I always like growing celery because I think the home grown ones have a real taste.

The stuff you buy in the store is essentially water wrapped around some fibre. Crunchy stuff in a salad and that's about the extent of it.

The vegetable you grow yourself has leaves with flavour for soups and stir fries and the stalk itself also is worth using (although it might be a little tougher than "store-bought").

celery stacked up


Early Celery

If you want some very early crops, sow the seed indoors the end of February. The seed should be very shallow – one sixteenth of an inch or so (lay the seed down on the pot or flat and cover so you just lose sight of the seed).

The seed will germinate in 15 days (plus or minus 5 to 7 days) if you keep the seed flat around 72F.

Commercial growers raise the daytime temperature to 75 and lower the night temperature to 65 for increased germination.

Maintain Dampness

If you want to succeed at growing celery, do not allow the seeds to dry out (don't swamp them either) as a steady moisture level will assist in germination. (I use lukewarm water when watering).

When the plants germinate, grow them at 65F for good stocky plants.

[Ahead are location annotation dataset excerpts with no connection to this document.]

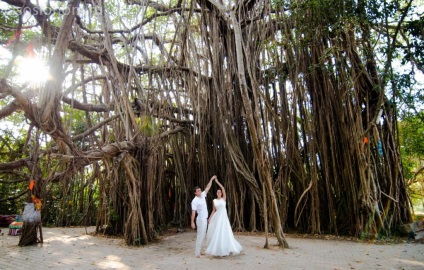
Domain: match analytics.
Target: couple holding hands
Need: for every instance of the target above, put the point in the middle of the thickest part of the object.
(219, 235)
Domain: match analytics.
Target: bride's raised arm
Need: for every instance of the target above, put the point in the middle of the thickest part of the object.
(224, 195)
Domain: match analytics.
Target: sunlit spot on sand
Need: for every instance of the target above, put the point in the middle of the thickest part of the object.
(112, 262)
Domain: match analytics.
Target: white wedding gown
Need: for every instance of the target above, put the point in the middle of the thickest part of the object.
(220, 238)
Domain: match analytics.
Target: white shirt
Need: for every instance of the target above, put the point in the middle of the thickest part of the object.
(198, 204)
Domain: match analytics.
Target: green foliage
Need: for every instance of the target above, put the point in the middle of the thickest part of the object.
(412, 133)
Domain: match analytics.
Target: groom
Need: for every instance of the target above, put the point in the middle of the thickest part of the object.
(198, 205)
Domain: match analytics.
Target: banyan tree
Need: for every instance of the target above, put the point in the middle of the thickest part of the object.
(286, 101)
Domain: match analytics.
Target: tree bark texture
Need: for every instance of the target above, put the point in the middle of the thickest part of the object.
(268, 97)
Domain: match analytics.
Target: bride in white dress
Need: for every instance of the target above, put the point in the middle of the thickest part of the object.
(220, 238)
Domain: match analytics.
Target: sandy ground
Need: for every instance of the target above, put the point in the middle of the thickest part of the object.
(78, 248)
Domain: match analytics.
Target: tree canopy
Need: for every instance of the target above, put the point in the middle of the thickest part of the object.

If you let them get too cool in this growing-on stage (55F)they will tend to bolt in the field and go to seed rather than give you a leafy stalk.


The seedlings should take 3 months to get three to four inches tall and can be transplanted outdoors after all danger of frost is finished.

If you screw up and your seedlings are taller than this – simply whack them back to four to five inches with scissors. This will check their growth but you'll get a better plant in the long run than if you put them outdoors and they're leggy (they flop around and don't do well when leggy.)

Before transplanting – the rule with growing celery as with any crop is to harden off the transplants before planting. Hardening off will give you a better chance of success. At this stage, be very careful because if you get your plants too cold, they will bolt (flower) in the garden rather than grow leaves.

Plant the celery transplants six inches apart in the row. Rows should be 30 inches apart.

Shallow Rooted

This is a very shallow rooted vegetable so you have to make sure it doesn't suffer from drought (it will get tough) root damage from cultivating too close (it will get tough) and lack of food (it will get tough). Feed every few weeks with a liquid fish emulsion to keep the plants growing well and avoid – what else – toughness.

Book cover Vegetable Gardening

I Hope The Main Point Is Clear

I hope the message got through that celery wants warmth, and pampering or it will get tough. If your previous attempts have produced something less than ideal results, just think pamper this plant and you'll do fine.